Als U 30 eine halbe Stunde später auftauchte, bemerkte Lemp anhand der Notrufe der Athenia, dass er ein unbewaffnetes Passagierschiff torpediert hatte. Lemp erkannte seinen Fehler, lief sofort von der Unglücksstelle ab, ohne Hilfe zu leisten, und setzte auch keinen Funkspruch ab. Er ließ „seine Männer schwören, nichts über den Angriff zu sagen, zu niemandem. Nicht einmal durch Mimik oder Gestik dürfen sie etwas verraten, sollten sie je den Namen Athenia hören.“[2] Erst nach seiner Rückkehr meldete er die Versenkung der Athenia.
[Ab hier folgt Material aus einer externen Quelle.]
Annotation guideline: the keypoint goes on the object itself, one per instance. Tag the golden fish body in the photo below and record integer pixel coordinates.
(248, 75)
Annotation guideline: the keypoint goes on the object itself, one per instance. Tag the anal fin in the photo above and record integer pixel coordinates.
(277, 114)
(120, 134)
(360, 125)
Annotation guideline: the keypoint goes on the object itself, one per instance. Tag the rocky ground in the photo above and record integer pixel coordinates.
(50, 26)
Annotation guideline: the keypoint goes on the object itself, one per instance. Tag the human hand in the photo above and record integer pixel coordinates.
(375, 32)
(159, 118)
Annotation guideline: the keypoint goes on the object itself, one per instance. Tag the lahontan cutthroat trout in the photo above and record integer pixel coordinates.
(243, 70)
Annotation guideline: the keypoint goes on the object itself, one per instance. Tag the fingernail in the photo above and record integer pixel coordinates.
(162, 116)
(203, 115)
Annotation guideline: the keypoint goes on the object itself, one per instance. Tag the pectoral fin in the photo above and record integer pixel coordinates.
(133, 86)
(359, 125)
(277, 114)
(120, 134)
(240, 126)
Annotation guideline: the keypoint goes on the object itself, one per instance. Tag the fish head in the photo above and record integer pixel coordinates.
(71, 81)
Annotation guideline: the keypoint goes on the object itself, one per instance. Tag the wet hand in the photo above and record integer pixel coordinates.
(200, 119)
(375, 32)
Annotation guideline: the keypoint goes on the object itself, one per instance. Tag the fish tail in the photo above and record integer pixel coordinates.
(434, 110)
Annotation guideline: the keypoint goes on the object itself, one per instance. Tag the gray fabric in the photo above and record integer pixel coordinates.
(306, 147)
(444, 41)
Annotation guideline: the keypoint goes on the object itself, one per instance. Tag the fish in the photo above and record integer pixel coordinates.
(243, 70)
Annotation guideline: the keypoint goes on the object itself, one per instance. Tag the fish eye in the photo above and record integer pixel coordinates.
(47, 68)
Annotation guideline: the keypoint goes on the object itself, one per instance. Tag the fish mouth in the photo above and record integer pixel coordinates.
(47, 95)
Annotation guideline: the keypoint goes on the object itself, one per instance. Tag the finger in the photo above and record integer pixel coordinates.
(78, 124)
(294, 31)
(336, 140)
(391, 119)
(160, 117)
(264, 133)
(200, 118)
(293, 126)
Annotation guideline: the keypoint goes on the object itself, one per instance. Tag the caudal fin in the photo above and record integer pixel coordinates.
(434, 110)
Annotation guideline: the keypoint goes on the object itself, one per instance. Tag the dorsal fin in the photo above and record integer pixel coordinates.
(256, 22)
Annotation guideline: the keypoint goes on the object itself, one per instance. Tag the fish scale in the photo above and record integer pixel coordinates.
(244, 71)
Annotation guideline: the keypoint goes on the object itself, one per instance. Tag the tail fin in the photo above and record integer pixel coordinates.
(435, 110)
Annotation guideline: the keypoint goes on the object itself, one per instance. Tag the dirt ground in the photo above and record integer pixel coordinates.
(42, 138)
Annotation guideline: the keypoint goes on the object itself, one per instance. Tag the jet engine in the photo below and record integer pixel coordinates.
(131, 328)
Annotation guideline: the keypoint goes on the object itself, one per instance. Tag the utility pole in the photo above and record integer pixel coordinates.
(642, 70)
Die Athenia sank gegen 10:40 Uhr am folgenden Morgen. 112 Menschen (27 Männer, 69 Frauen und 16 Kinder) kamen durch die Versenkung ums Leben, meist Briten und Kanadier, aber auch vier deutsche und 28 amerikanische Staatsangehörige. Die meisten Toten waren durch die Explosion nach dem Torpedoeinschlag und durch mehrere verunglückte Rettungsboote zu beklagen. Andere starben kurze Zeit später an Erschöpfung oder erlagen ihren Verletzungen. An der Rettung der Schiffbrüchigen beteiligten sich der norwegische Tanker Knute Nelson, der amerikanische Frachter City of Flint, der britische Zerstörer Escort und die Yacht des schwedischen Millionärs Axel Wenner-Gren, die Southern Cross.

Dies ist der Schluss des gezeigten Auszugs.